Basically, even if prices were set to adjust R&D cost, that has little or nothing to do with the discovery of innovative drugs. Most innovative drugs are discovered by academia and small startups, and the overwhelming majority of R&D research from the drug companies is the pursuit of me-too or sibling drugs to attempt to take market share from competitors. Such drugs are low-hanging fruit, and represent a safer investment than the pursuit of truly innovative medications, which is better left to venture capital and government-sponsored research.
It looks to me, from the quotes, that what McKinnell is saying isn’t that R&D doesn’t figure into drug cost, but rather that it’s future R&D that drives it, not the R&D for the specific drug itself.
The comment “the cost of making a drug has nothing to do with how much drug companies charge for that drug” is completely spurious, since the cost of manufacturing is always an end price driver, whether past research is or not.
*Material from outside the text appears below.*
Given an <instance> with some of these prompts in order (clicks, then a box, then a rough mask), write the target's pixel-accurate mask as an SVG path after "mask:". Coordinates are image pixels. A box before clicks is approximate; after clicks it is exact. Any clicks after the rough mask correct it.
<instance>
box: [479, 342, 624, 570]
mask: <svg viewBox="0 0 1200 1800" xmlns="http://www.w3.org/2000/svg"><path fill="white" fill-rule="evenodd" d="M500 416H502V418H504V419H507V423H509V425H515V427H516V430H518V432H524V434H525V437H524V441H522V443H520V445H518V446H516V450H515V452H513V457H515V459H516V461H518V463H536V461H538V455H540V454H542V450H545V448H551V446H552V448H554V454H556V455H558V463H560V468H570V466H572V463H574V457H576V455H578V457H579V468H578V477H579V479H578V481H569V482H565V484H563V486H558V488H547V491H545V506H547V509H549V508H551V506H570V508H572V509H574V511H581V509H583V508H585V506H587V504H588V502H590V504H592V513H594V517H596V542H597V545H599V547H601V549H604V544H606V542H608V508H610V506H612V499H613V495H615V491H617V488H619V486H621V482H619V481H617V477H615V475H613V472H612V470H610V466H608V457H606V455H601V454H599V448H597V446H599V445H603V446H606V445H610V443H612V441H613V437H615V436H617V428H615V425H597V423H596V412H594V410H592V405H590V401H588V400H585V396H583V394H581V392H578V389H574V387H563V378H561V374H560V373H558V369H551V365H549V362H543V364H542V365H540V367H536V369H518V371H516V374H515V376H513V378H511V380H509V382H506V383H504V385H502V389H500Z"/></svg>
And not all businesses necessarily seperate R&D from production costs.
I saw a report a few months back about a particular expensive drug. I forget the exact details but it was someting like this: The drug was marketed for disease A. It was found to also be effective for disease B, but only a fraction of the dose was needed. The drug company then started marketing the drug for disease B, with a smaller dose, but the cost for the smaller dose was significanly more than diluting the larger dose marketed for disease A. The main reason seemed to be because that’s what insurance companies would pay.